In the middle of the East Coast’s slow broil in the summer of 2018, a curious phenomenon surfaced. As a tropical air mass settled in and smothered the metropolitan New York area, a certain breed of stock speculator began feeling the financial heat as the microwave signals linking together various data centers and exchanges began to slow down. These high-frequency traders rely on getting information a fraction of a second before other traders see the same thing and take advantage of minuscule price differences to make money hand over fist.
While you won’t catch us shedding many tears over the billions these speculators lost during the hot spell, we did find the fact that humidity can slow microwave propagation enough to make this a problem for them a fascinating subject, enough so that we covered it in some detail at the time. While financial markets come and go and the technology to capitalize them changes at a breakneck pace, physics stays the same, and it can make or break deals with no regard to the so-called fundamentals.
So it was with great interest that we happened upon Tom Scott’s recent video outlining how one new stock exchange is using physics to actually slow down stock trades, in an attempt to gain a competitive advantage over the other exchanges. In light of the billions lost over the summer to propagation delays amounting to a mere 10 microseconds, we couldn’t help but wonder how injecting a delay 35 times longer using a “magic shoebox” was actually good for business. It turns out to be an interesting story.
Leveling the Playing Field
As a brief review, high-frequency trading (HFT) seeks to make a fraction of a cent profit on each of millions of high-speed, computer executed trades. HFT firms make a lot of money a little at a time, profiting from buying and holding stocks for a mere fraction of a second before dumping them to someone else at a slightly high price – or, by “shorting” the stock by borrowing it at a high price and selling it milliseconds later at a lower price, profiting off the difference once the stocks are returned. It’s the age-old “buy low, sell high” advice that has driven financial markets for centuries, only turbocharged and on steroids with co-location of HFT server systems inside each of the major stock exchanges’ data centers and the aforementioned microwave links for low latency access to the latest information.
But there’s another method that HFT firms use to turn microseconds into micro-profits: latency arbitrage. Basically, it involves using HFT systems to pick out so-called “stale quotes”, which result from the milliseconds it often takes different markets to update their prices. An HFT program looks for stale quotes in one exchange then quickly sends an order to buy or sell that stock to another market with different stale information, exploiting the difference in prices. Sometimes the HFT program wins, resulting in a tiny profit for the HFT firm. Do it a couple of million times a day and you’ve got a business model.
The Magic Shoebox
That business model ends up doing a lot of damage to the markets, often driving the price of some stocks up artificially as HFT algorithms pounce on stale quotes. To even things up, upstart stock exchange IEX decided to try something drastic. They reasoned that by slowing down all the trades coming through their exchange, they could prevent latency arbitrage.

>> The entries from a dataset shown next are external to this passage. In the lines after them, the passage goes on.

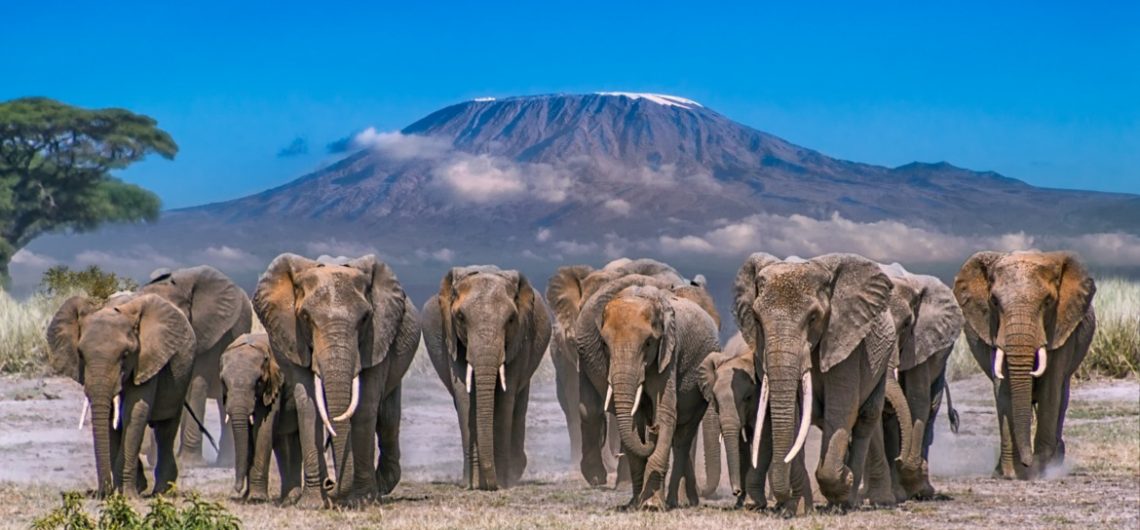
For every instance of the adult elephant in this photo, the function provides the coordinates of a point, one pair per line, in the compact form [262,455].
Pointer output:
[927,324]
[641,342]
[220,312]
[567,291]
[823,340]
[1029,323]
[486,332]
[347,334]
[133,356]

To do that, they commissioned their “magic shoebox” – a rack-mount cabinet with three spools of fiber optic line in IEX’s Weehawken, NJ, data center. The three reels, each about the size as a 3D-printing filament reel, are connected together to make a continuous loop 61 km (38 miles) long. The length was calculated to introduce a precise 350-microsecond delay to all traffic coming and going into the exchange, including the 16 km (10 miles) of fiber optic cable connecting the exchange’s facilities. Everything passes through the delay line, including HFT systems that are trying to find stale quotes. But the delay gives information from multiple markets time to filter through the system, eliminating the potential for stale quote pick-offs.
In a world where faster has always been better, IEX stood the conventional wisdom on its head and found a winning strategy. Not only does their magic shoebox eliminate latency arbitrage, but it also gives IEX an advantage over its competitors that has driven business their way. IEX survived a long, arduous application process with the Securities and Exchange Commission (SEC) and was recently granted the status of a full stock exchange, much to the chagrin of HFT firms and some old-line traders.
They’re still doing business with their 350-microsecond speedbump, albeit with a new version of the magic shoebox. Despite their detractors, they’ve proven that they can level the playing field in financial markets, to the degree that the SEC published a white paper extolling the new exchange’s overall positive effect on the market. And they did it all with the help of simple physics.